If your site (example.com) sits behind Cloudflare, two things matter:

  • The web UI can live under a sub-path like /forza. Run the app on a host with a public IP (a VPS or Fly.io), set FH6_ROOT_PATH=/forza and FH6_BASE_URL=https://example.com/forza, and route the path to it — either a Cloudflare Tunnel (cloudflared) public-hostname rule for example.com path /forza/*http://localhost:8000, or a proxied forza.example.com subdomain (simpler — no FH6_ROOT_PATH needed). Set the Google OAuth redirect URI to https://example.com/forza/auth/callback (or the subdomain equivalent).
  • The telemetry UDP cannot go through Cloudflare. Its proxy only carries HTTP/S (raw UDP is Spectrum/enterprise), so the game must reach the app server directly. Add a DNS-only ("grey-cloud") record — e.g. telemetry.example.com → the server's public IP — set FH6_UDP_PUBLIC_HOST=telemetry.example.com, and open the UDP port range on the host firewall. The /connect page then shows users that host + their port.
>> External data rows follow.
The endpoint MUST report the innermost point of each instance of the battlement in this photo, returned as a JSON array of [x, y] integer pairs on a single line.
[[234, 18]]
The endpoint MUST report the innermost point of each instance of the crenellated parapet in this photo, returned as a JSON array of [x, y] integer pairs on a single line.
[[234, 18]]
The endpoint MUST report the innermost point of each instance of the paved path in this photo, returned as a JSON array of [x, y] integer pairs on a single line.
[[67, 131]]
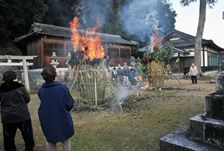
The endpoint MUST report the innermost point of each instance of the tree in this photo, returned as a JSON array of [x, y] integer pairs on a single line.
[[16, 16], [200, 28]]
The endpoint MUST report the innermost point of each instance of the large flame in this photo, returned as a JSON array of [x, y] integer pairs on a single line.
[[89, 42]]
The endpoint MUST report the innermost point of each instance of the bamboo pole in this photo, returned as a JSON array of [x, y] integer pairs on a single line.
[[95, 82]]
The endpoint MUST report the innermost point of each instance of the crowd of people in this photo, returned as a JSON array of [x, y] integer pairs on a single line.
[[56, 103], [125, 76]]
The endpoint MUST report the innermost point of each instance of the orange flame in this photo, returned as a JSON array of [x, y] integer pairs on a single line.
[[90, 42]]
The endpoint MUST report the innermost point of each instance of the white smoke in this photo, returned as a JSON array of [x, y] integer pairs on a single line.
[[140, 18], [91, 11]]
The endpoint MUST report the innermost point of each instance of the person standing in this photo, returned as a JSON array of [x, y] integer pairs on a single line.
[[54, 111], [132, 77], [14, 112], [193, 73], [125, 75]]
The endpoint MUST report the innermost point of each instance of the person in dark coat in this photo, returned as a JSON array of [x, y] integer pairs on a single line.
[[14, 112], [132, 76], [54, 111]]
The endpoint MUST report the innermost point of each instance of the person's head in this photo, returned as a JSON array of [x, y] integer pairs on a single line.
[[9, 76], [49, 73]]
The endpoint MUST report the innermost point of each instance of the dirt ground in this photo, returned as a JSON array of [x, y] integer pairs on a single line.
[[140, 125]]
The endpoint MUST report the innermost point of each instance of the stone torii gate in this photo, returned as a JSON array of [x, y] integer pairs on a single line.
[[8, 60]]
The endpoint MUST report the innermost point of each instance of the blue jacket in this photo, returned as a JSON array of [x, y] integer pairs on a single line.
[[55, 118]]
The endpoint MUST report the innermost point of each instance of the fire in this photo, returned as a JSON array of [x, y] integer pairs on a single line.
[[89, 42]]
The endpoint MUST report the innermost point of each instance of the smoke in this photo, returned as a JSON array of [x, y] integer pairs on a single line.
[[91, 11], [143, 17]]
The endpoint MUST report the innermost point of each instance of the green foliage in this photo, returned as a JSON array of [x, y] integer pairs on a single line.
[[164, 53], [17, 15]]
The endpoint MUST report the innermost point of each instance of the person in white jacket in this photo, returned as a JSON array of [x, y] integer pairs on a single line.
[[193, 73]]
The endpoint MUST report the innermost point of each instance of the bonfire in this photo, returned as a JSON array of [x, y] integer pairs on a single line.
[[88, 73]]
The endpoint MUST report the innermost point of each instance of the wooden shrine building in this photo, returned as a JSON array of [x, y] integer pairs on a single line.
[[42, 40]]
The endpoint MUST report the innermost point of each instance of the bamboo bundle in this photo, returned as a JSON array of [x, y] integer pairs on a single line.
[[94, 84]]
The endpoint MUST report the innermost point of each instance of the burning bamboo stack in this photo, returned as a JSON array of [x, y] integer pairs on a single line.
[[89, 73], [93, 84]]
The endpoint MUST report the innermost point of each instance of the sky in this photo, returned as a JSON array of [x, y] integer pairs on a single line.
[[187, 20]]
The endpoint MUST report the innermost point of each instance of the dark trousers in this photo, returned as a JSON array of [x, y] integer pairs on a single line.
[[194, 79], [9, 132]]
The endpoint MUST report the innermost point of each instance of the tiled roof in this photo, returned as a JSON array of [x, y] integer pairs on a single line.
[[51, 30]]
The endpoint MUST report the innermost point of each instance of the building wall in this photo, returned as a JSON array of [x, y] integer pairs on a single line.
[[43, 47]]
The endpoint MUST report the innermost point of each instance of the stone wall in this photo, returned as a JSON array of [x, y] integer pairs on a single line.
[[35, 78]]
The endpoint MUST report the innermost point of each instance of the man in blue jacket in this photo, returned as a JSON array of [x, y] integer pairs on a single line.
[[54, 111]]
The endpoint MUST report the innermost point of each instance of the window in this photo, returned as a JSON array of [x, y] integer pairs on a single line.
[[213, 59], [113, 53]]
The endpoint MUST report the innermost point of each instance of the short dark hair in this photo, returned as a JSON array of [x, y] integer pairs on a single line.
[[9, 76], [49, 73]]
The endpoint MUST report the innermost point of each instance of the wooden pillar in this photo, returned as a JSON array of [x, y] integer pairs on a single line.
[[25, 73]]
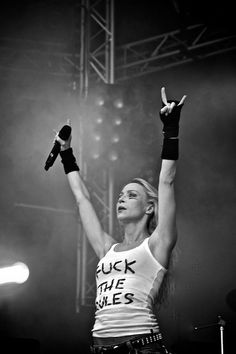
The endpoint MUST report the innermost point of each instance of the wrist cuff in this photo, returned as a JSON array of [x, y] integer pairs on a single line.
[[68, 160]]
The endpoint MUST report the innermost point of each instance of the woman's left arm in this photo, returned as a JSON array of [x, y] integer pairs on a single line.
[[164, 237]]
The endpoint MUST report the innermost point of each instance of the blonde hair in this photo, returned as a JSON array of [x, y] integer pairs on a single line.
[[152, 195]]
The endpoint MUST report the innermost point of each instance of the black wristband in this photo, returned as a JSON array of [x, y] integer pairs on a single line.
[[69, 161], [170, 149]]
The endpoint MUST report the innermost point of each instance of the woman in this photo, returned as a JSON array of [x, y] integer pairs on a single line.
[[129, 274]]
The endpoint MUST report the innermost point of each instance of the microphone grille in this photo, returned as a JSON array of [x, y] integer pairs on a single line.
[[65, 132]]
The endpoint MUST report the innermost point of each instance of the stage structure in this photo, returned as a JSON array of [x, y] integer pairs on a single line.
[[95, 63]]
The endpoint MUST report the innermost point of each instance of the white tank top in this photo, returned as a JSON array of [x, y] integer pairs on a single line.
[[127, 284]]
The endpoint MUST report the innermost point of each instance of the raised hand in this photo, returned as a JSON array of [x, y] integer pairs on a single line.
[[65, 144], [170, 115]]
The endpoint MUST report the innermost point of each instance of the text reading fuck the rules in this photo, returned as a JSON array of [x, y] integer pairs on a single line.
[[113, 283]]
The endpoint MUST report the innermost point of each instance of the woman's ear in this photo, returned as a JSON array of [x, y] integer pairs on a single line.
[[150, 208]]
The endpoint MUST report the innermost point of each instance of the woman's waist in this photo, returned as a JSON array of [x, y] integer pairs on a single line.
[[110, 341]]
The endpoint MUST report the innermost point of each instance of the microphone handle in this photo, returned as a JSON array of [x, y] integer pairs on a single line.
[[53, 155]]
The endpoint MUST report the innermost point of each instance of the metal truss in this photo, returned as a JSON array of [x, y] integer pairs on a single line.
[[97, 42], [96, 61], [170, 49]]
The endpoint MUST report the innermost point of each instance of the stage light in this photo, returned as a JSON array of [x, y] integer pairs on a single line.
[[95, 155], [113, 156], [99, 120], [115, 139], [118, 103], [117, 121], [16, 273], [97, 137], [99, 101]]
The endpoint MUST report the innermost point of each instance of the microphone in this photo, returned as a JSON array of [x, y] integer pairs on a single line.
[[64, 134]]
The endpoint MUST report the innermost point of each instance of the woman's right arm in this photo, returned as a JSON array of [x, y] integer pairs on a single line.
[[98, 238]]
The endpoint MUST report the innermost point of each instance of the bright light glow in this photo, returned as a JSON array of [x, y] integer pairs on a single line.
[[113, 156], [99, 120], [99, 101], [117, 121], [115, 139], [118, 103], [97, 137], [95, 155], [17, 273]]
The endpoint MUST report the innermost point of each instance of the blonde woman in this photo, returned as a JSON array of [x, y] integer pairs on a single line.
[[130, 273]]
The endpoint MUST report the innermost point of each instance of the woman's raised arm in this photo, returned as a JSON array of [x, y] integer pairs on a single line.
[[164, 236], [98, 238]]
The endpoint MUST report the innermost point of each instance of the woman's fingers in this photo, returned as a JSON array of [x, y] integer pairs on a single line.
[[182, 100]]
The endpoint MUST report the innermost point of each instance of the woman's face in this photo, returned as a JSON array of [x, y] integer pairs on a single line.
[[132, 203]]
So: dashboard/auth at example.com/forza (via Cloudflare), telemetry to telemetry.example.com:<port> (direct to the box). Using a subdomain for the web UI avoids the sub-path plumbing entirely if you'd prefer.
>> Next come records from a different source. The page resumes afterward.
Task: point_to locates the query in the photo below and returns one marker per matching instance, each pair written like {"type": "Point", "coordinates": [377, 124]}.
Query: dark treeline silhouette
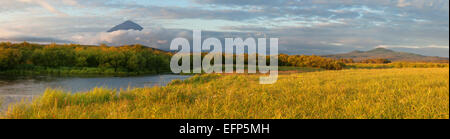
{"type": "Point", "coordinates": [127, 58]}
{"type": "Point", "coordinates": [310, 61]}
{"type": "Point", "coordinates": [135, 58]}
{"type": "Point", "coordinates": [367, 61]}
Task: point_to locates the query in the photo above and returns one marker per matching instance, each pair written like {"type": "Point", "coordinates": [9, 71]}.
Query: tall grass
{"type": "Point", "coordinates": [408, 93]}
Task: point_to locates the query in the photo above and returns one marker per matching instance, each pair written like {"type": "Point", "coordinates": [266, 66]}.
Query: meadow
{"type": "Point", "coordinates": [397, 93]}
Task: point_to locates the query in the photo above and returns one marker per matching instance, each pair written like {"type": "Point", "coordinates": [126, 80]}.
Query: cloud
{"type": "Point", "coordinates": [153, 37]}
{"type": "Point", "coordinates": [35, 39]}
{"type": "Point", "coordinates": [303, 26]}
{"type": "Point", "coordinates": [49, 7]}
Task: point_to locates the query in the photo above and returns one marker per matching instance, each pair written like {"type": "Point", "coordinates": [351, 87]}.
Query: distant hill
{"type": "Point", "coordinates": [387, 54]}
{"type": "Point", "coordinates": [127, 25]}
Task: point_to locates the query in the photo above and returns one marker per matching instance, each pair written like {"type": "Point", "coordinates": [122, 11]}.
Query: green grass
{"type": "Point", "coordinates": [407, 93]}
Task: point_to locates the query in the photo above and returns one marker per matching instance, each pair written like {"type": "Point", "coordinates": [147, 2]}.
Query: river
{"type": "Point", "coordinates": [16, 88]}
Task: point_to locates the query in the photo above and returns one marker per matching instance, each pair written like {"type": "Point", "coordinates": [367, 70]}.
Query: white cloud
{"type": "Point", "coordinates": [154, 37]}
{"type": "Point", "coordinates": [412, 46]}
{"type": "Point", "coordinates": [45, 4]}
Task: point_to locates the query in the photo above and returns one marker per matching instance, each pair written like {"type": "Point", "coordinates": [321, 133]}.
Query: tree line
{"type": "Point", "coordinates": [130, 58]}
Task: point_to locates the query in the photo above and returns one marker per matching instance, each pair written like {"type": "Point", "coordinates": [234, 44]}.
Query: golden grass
{"type": "Point", "coordinates": [409, 93]}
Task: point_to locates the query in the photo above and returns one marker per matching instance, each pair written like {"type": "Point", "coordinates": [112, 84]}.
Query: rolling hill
{"type": "Point", "coordinates": [387, 54]}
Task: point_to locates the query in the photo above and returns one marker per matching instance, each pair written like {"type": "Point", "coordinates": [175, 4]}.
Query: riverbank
{"type": "Point", "coordinates": [408, 93]}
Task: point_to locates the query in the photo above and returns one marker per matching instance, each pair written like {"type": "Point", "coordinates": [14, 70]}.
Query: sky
{"type": "Point", "coordinates": [303, 26]}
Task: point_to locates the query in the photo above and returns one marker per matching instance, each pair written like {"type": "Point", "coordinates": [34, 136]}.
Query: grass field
{"type": "Point", "coordinates": [407, 93]}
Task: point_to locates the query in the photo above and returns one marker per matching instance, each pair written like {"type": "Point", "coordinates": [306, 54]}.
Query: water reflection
{"type": "Point", "coordinates": [14, 88]}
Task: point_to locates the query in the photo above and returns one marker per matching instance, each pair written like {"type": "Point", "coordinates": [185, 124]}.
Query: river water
{"type": "Point", "coordinates": [16, 88]}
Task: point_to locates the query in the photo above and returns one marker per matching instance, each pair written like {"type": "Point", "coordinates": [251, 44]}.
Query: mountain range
{"type": "Point", "coordinates": [387, 54]}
Understanding the recommendations

analyze reports suggested direction and magnitude for each adjustable area:

  • Suspension stiffness — softer absorbs bumps and improves grip on rough surfaces; stiffer sharpens response and reduces body roll on smooth tracks. Direction comes from how much normalized suspension travel varies per axle.
  • Ride height — flagged when normalized suspension travel pins near full compression (bottoming out). Raise ride height first; stiffen springs only if it is already at maximum.
  • Differential — controls how power is split between driven wheels. Higher acceleration lock drives the car straighter out of corners; lower lock frees rotation but can spin an inside wheel. Driven from the left/right slip difference on the driven axle.
  • Tire grip / load — read from combined slip per axle. Sustained high slip means the tire is overloaded and sliding (soften that axle, reduce camber, or fix alignment); very low slip means it is underworked.
  • Tire pressure — Forza emits no pressure telemetry, and in-game pressure does not track tire temperature the way real physics would, so the tool gives a fixed warm-target baseline (~30-34 PSI, slightly higher front) rather than inferring it from the data.
  • Gearing — final drive and individual ratios. Shorter gearing accelerates harder; longer gearing raises top speed. The offline analyze reads upshift RPM versus redline; the segment engine additionally checks top-gear RPM at your max speed to catch an over-tall final.
  • Balance / alignment — front-vs-rear lateral slip angle. Higher front slip angle is understeer (soften the front, add front camber, add front toe-out for turn-in); higher rear is oversteer (soften the rear, add rear camber, add rear toe-in, or add diff deceleration lock).

Recommendations are directional guidance from the recorded data, not a finished setup. Apply one change at a time and re-record to confirm it helped.

License

MIT.

Disclaimer

This is an independent, fan-made tool. It is not affiliated with, endorsed by, or sponsored by Microsoft, Turn 10 Studios, or Playground Games. "Forza" and "Forza Horizon" are trademarks of Microsoft Corporation. The tool only reads the game's opt-in Data Out telemetry stream and reads on-screen values via OCR; it does not modify the game or its files.

About

Telemetry auto-tuner for Forza Horizon 6 — reads the Data Out UDP stream, records laps, and turns telemetry into build/tune/driver recommendations (with an MCP server for AI-assisted tuning).